Sauf que dans le cas présent, on est tellement loin de la saturation magnétique du cœur et les flux magnétiques sont tellement faibles que c'est parfaitement inutile. Mais c'est plus joli.
Bobinage imprimé
Comme le bobinage n'est pas critique, on peut même le réaliser en circuit imprimé, cela fait un composant de moins à approvisionner !
Néon
Une petite ampoule néon, requiert au moins 90 volts continus de tension de déclenchement (un peu moins en alternatif) pour s'allumer.
Il faudra augmenter le nombre de tours de la bobine pour atteindre ces valeurs, genre 80 à 90 tours pour 5 de l'autre côté, mais c'est faisable Hacking the "I can solder" pin with a fancy steampunkish neon bulb lamp and a high voltage joule thief, ainsi que Neon Flasher
Clignotant
Il est possible de ralentir la fréquence d'oscillation au point de réaliser un clignoteur, un flash lumineux périodique lent.
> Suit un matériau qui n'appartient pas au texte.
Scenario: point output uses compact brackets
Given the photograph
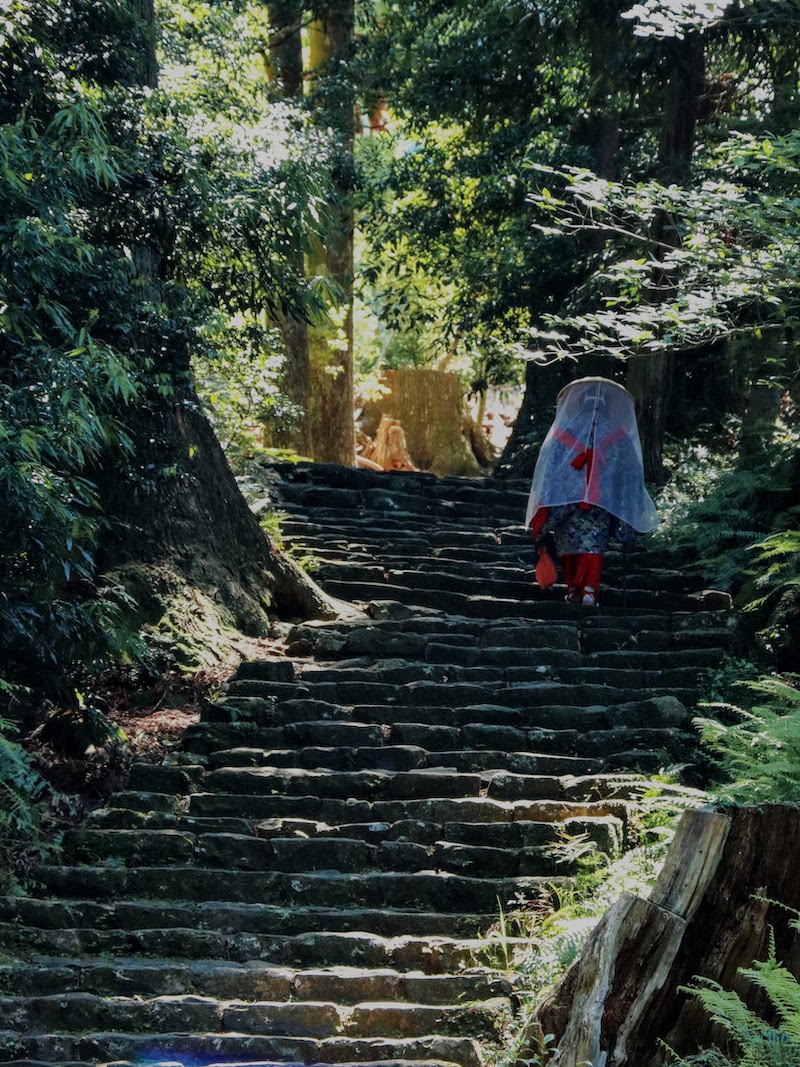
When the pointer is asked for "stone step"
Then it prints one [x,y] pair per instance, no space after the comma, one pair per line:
[132,914]
[252,981]
[425,891]
[433,729]
[280,702]
[79,1013]
[235,851]
[147,1049]
[515,835]
[412,757]
[434,956]
[432,810]
[380,785]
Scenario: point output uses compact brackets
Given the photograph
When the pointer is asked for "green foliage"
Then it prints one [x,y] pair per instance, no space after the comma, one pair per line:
[80,728]
[756,749]
[716,513]
[555,927]
[22,793]
[729,267]
[63,376]
[753,1041]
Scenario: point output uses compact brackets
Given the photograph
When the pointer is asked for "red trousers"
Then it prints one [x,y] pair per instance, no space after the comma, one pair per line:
[582,570]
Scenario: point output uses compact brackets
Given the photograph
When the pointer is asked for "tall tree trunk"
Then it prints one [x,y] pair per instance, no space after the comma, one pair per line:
[331,343]
[286,70]
[650,377]
[174,506]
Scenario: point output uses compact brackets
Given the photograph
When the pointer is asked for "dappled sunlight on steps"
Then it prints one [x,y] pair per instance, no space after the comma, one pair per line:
[309,880]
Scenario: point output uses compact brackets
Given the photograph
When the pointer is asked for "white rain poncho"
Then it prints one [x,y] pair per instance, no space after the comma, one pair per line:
[592,455]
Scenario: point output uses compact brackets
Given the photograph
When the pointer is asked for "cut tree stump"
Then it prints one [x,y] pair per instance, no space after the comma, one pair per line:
[709,913]
[388,451]
[438,430]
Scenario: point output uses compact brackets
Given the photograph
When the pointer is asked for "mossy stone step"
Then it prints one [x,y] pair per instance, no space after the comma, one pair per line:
[251,981]
[77,1013]
[225,917]
[425,891]
[441,955]
[145,1049]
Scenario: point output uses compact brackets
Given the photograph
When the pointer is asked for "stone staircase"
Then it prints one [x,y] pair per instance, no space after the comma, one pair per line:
[312,879]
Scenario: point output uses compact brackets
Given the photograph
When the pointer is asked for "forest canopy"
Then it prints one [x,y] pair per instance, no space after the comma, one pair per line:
[222,223]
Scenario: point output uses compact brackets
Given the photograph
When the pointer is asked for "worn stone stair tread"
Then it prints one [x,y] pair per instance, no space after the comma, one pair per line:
[312,877]
[174,1063]
[68,1013]
[238,918]
[436,955]
[253,980]
[95,1048]
[453,809]
[347,890]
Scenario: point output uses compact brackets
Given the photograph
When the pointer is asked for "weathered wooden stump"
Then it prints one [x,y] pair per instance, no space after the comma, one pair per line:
[710,912]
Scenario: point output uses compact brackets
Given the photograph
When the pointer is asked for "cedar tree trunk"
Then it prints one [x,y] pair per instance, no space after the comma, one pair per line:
[286,70]
[650,377]
[331,343]
[174,503]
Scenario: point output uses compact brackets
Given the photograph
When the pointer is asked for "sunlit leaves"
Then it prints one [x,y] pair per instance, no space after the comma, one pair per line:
[730,265]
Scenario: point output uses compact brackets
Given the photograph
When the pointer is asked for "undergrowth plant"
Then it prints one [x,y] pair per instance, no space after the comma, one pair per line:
[536,941]
[24,800]
[752,1041]
[756,749]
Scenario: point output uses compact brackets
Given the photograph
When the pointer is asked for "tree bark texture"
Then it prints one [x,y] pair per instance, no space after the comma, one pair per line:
[429,405]
[180,508]
[286,74]
[331,343]
[388,451]
[707,916]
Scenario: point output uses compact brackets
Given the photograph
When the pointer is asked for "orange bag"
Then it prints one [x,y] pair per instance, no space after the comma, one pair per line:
[546,573]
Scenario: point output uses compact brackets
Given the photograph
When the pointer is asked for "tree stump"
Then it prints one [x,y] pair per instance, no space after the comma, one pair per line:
[388,451]
[708,914]
[429,405]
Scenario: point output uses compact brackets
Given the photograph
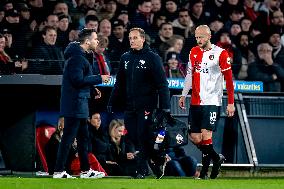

L'astuce consiste à ajouter une capacité importante en parallèle avec la résistance, ce qui forcera la tension à monter doucement. Deux fois 30 tours de 20 mm de diamètre sans ferrite, dans l'air. Fils de 0.25 mm. Faites vos propres expérimentations !
Inductance unique
Un seul enroulement
L'utilisation d'un double enroulement n'est pas économique car c'est un composant pas si évident à réaliser. Aussi des solutions utilisant une seule inductance simple sont également proposées, et il a fallu utiliser au moins deux transistors pour réaliser l'oscillateur. En voici deux exemples :
Le second circuit offre l'avantage d'utiliser une inductance courante.
Circuits spécialisés
Les Chinois ont évidemment produit des circuits spécialisés pour réaliser la même fonction, forts utiles pour ces lampes de jardin solaire qui brille la nuit.
Non seulement cela charge une petite batterie avec un panneau solaire, mais comme le panneau détecte le jour et la nuit, l'allumage ne se fait que lorsque la lumière disparait.
Comme les Chinois cherchent le moindre centime à gratter, une inductance simple est utilisée, et ils ont développé des circuits spécialisés vraiment pas chers comme le QX5252F et le YX8018.
Une toute petite puce, pas chère à produire. 4 plots de soudure, des gros transistors.
Si vous voulez savoir comment ça marche à l'intérieur, Analog Devices a fait le boulot pour vous dans sa page Activity: DC-DC Converters I - ADALM1000 / Gated Oscillator Integrated Circuit. Ils vous diront même comment employer ce circuit pour faire des élévateurs de tension DC-DC...
Vous trouverez bien d'autres variantes et explications sur la page web de Colin Mitchell LED TORCH CIRCUITS also called Joule Thief.